While showing a familiarity with the rising self-conscious lesbian presence in England in the later 19th century and giving strong evidence for homoerotic desires herself, Linton publicly condemned feminists and “mannish women”. And three key novels from her body of work show shifts in her attitude toward her proto-lesbian characters in parallel with the increasing public awareness of lesbian possibilities. In significant ways, Linton embodies a counter to the position long popular in academic circles that there was a rapid and drastic shift only at the end of the 19th century between rigidly prescriptive gender roles that relegated men and women to “separate spheres” in which women might safely enjoy non-sexual “romantic friendships”, and the appearance of the image of the “mannish lesbian” and her association with women’s emancipation. The association of both feminism and women’s same-sex desires with masculinity had two faces: for some, masculinity was a symbol of empowerment, while for others it represented the breakdown of society and a threat to traditionally female spheres of social power.
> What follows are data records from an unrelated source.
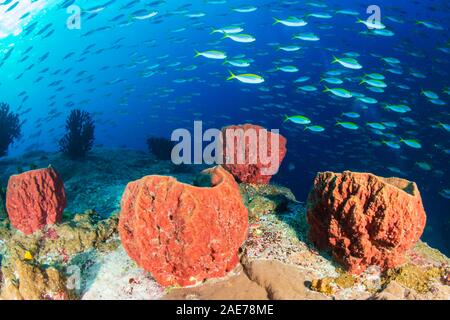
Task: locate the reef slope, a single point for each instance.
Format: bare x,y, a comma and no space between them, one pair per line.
82,258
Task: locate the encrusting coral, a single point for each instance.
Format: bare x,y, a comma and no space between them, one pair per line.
34,266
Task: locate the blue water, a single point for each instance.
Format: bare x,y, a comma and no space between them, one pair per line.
105,60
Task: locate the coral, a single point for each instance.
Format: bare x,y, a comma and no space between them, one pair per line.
84,232
79,137
160,147
10,128
3,213
34,199
324,285
180,233
364,219
251,169
329,285
34,266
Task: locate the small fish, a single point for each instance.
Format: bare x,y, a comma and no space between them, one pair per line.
239,37
348,63
339,92
291,22
411,143
246,78
212,54
348,125
315,128
297,119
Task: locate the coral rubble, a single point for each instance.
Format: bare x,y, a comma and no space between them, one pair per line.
180,233
161,148
243,149
35,199
79,137
82,257
364,219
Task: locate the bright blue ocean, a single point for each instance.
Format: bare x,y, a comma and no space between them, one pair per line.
132,65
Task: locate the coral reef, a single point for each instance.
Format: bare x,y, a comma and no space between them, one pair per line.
10,128
34,199
246,145
79,137
82,257
180,233
161,148
364,219
3,213
36,266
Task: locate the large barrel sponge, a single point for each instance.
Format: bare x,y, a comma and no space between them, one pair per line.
251,171
35,199
364,219
183,234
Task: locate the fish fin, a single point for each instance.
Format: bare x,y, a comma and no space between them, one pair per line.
232,76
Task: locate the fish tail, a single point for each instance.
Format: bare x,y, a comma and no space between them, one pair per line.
231,77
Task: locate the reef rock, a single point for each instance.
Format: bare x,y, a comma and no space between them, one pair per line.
183,234
253,168
35,199
364,219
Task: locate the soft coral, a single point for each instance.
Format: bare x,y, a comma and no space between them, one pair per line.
10,128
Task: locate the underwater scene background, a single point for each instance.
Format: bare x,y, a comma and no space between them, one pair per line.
142,68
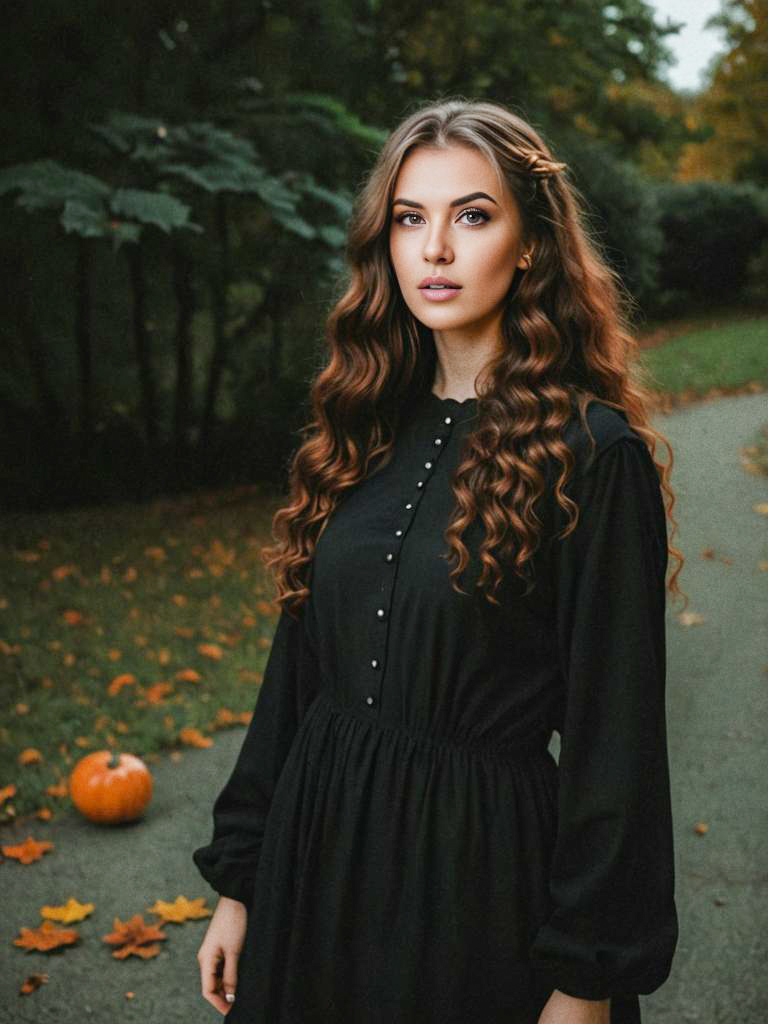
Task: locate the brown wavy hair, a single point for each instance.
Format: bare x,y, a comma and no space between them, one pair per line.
566,338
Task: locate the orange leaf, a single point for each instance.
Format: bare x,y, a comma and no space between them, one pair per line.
181,909
28,556
33,982
156,693
71,910
62,571
211,650
126,679
135,937
187,676
194,737
46,937
30,756
28,851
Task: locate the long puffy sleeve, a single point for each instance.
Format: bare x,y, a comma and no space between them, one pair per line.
288,686
613,927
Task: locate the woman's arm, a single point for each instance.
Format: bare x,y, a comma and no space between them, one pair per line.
228,861
613,926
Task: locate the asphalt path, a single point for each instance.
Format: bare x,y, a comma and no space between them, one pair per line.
718,721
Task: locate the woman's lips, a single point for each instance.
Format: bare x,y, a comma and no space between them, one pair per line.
439,294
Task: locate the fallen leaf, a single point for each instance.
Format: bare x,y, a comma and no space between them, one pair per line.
134,937
187,676
158,691
28,556
28,851
212,650
71,910
181,909
125,679
62,571
46,937
30,756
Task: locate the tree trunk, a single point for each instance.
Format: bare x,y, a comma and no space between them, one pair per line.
84,343
183,288
142,344
219,284
275,347
52,416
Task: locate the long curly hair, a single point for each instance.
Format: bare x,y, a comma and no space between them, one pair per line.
566,340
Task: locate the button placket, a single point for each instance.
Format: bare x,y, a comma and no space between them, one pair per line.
376,665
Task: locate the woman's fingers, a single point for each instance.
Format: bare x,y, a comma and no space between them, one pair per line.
218,977
229,978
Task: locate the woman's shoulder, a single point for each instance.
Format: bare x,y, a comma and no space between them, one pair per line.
605,424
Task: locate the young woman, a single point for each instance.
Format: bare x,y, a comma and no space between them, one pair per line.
474,554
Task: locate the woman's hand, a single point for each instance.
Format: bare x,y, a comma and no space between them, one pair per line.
562,1009
218,953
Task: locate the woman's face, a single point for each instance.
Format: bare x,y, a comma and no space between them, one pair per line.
475,243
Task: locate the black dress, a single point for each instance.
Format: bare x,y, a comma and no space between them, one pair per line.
408,848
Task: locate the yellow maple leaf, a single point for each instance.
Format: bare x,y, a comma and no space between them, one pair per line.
181,909
71,910
30,756
211,650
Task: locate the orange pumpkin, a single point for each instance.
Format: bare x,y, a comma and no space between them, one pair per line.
110,787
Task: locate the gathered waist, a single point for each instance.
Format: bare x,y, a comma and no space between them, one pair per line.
535,744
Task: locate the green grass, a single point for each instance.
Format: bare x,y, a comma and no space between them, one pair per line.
141,613
729,357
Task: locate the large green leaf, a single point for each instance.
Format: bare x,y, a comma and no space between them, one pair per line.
166,212
46,184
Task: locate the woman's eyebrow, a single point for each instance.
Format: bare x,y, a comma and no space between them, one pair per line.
456,202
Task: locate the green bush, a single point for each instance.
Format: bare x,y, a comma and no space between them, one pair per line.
713,236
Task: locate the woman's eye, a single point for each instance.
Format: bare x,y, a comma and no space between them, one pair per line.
477,213
402,219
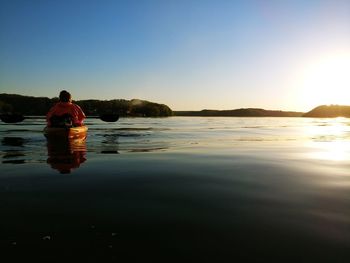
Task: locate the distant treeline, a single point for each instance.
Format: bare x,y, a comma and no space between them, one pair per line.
249,112
27,105
329,111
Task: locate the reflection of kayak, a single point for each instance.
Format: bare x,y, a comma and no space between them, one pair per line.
65,154
70,133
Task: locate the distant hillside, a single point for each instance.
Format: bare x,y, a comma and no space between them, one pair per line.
329,111
249,112
28,105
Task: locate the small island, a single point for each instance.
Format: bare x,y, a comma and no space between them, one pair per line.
329,111
38,106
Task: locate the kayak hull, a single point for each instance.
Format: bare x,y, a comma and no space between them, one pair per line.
79,132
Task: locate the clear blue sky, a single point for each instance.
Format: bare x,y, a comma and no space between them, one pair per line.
188,54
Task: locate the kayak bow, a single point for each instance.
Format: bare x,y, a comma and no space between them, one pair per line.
70,133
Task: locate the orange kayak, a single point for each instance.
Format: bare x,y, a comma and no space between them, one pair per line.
79,132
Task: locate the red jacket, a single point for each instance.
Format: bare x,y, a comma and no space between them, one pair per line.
72,109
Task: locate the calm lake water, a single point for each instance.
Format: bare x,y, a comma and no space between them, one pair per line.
179,188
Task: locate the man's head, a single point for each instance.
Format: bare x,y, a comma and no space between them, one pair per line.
65,96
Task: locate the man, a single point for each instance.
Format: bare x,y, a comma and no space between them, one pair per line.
65,113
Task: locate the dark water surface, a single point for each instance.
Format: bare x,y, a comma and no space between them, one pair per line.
175,189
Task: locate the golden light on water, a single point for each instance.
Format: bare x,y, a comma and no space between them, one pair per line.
330,140
326,81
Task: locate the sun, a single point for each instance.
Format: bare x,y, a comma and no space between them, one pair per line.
326,81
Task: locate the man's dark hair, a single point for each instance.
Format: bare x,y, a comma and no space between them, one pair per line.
65,96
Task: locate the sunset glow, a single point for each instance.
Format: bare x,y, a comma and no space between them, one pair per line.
327,81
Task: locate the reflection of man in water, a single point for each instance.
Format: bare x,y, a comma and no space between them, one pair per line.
65,155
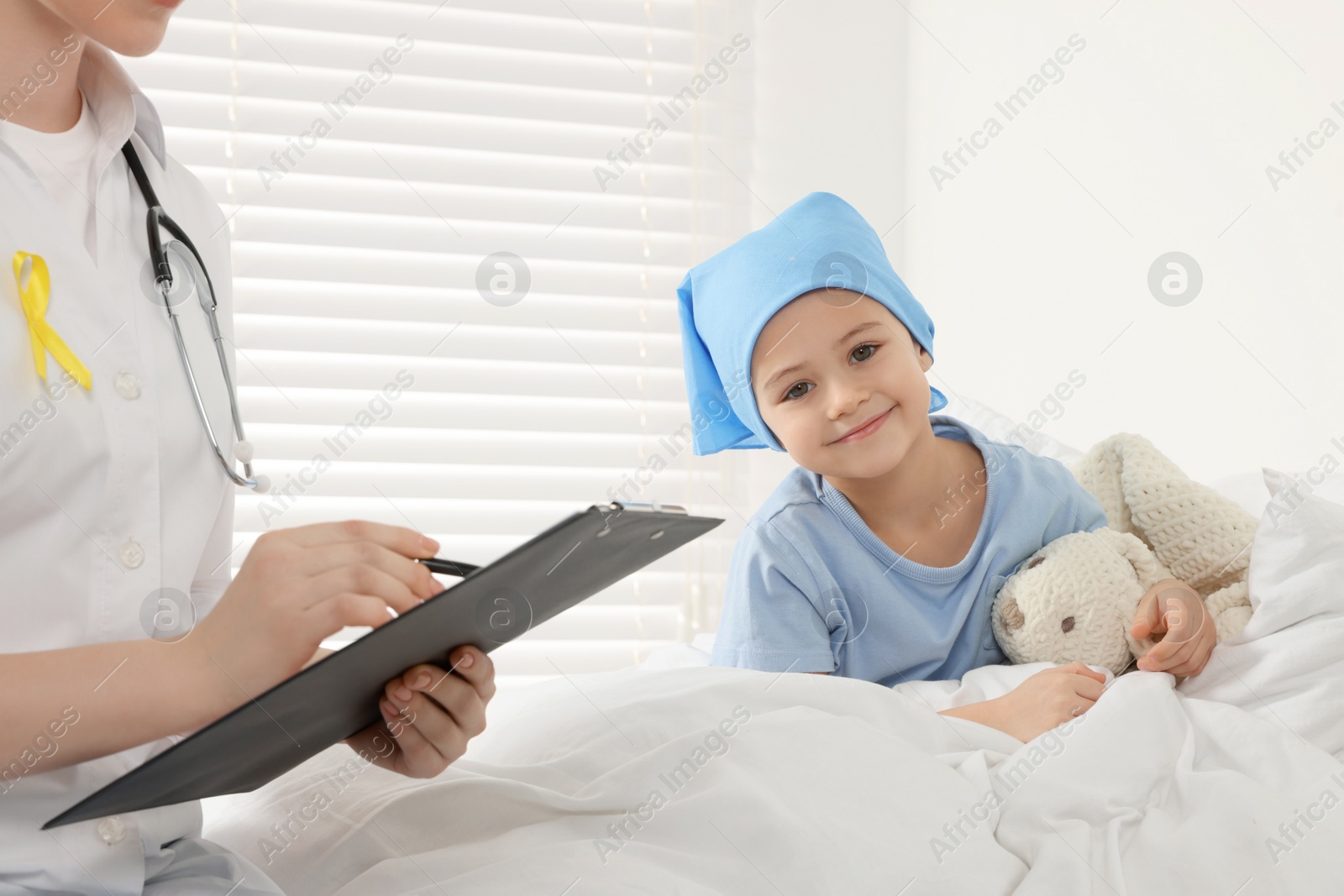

As a journalist, Linton was solidly reactionary and became the anonymous spokesperson for the anti-feminist movement in the 1860s with the publication of “The Girl of the Period”, an attack on young women whom she saw as rejecting Victorian domestic ideals. The misogyny running through Linton’s work is not simply an interpretation of modern readers. Linton is quoted from correspondence as saying, “I hate women as a race...I think we are demons. Individually we are all right, but as a race we are monkeyish, cruel, irresponsible, superficial.” For the use of the term “monkeyish”, keep in mind that this was the era when Darwin’s theories were gaining visibility. Another dog-whistle term that crops up in her writing is “hybrid”, as in a characterization of feminists as, “the women’s-rights woman, with her hybrid costume and her hard face.” The word “hybrid” not only invoked a horror of the blurring of gender boundaries, presaging the use of “third sex”, but probably had racist overtones as well. Linton used Darwinian imagery often in her writings and in the 1890s hopped on the social Darwinism bandwagon, suggesting that differentiation of the sexes was a mark of evolved civilization, and thus that attempts to erode gender difference would contribute to society’s downfall.

Linton was also a novelist, and Meem traces shifts in her attitudes and possibly her self-image via three key works focusing on homoerotically-tinged relationships between women. Sowing the Wind (1867) is a sensational story in which the naive young wife Isola struggles with her wealthy and possessive husband’s descent into poverty, perversion, and insanity. The revealing character is Isola’s cousin Jane: a journalist [note: can we say “self-insert”? I knew we could], unmarried, plain, who uses masculine signifiers such as wanting to be called “Jack” and socializing primarily with men while wanting to be treated as a “chum”. But despite Linton’s journalistic scorn for similar figures in real life, Jane is in many ways the strongest and most positive character in the novel. She is unfailingly loyal and supportive of the protagonist and encourages Isola to follow high moral principles rather than focusing on personal survival. Jane is not an overtly lesbian character, but exhibits features that later would become part of the “mannish lesbian” archetype.

The second novel in this series is The Rebel of the Family (1880) appears at a time when the myth of the “sexless woman” that had been promoted heavily in the earlier part of the century was fading in the face of recognition not only that women had erotic desires but that they could feel such desires for each other. The literary motif of decadent lesbian sexuality was appearing from authors such as Diderot, Gautier, de Balzac, and LeFanu. Linton had left England for Italy in 1876 to escape what Meem calls an “ill-advised relationship with a woman” who appears as a character in Linton’s fictional autobiography. She traveled to Italy in company with another female friend, and while in Rome they socialized with well-known lesbians Harriet Hosmer, Matilda Hays, and Adelaide Sartoris. [Note: for the social context of the first two, see the LHMP podcast on Charlotte Cushman and her circle.]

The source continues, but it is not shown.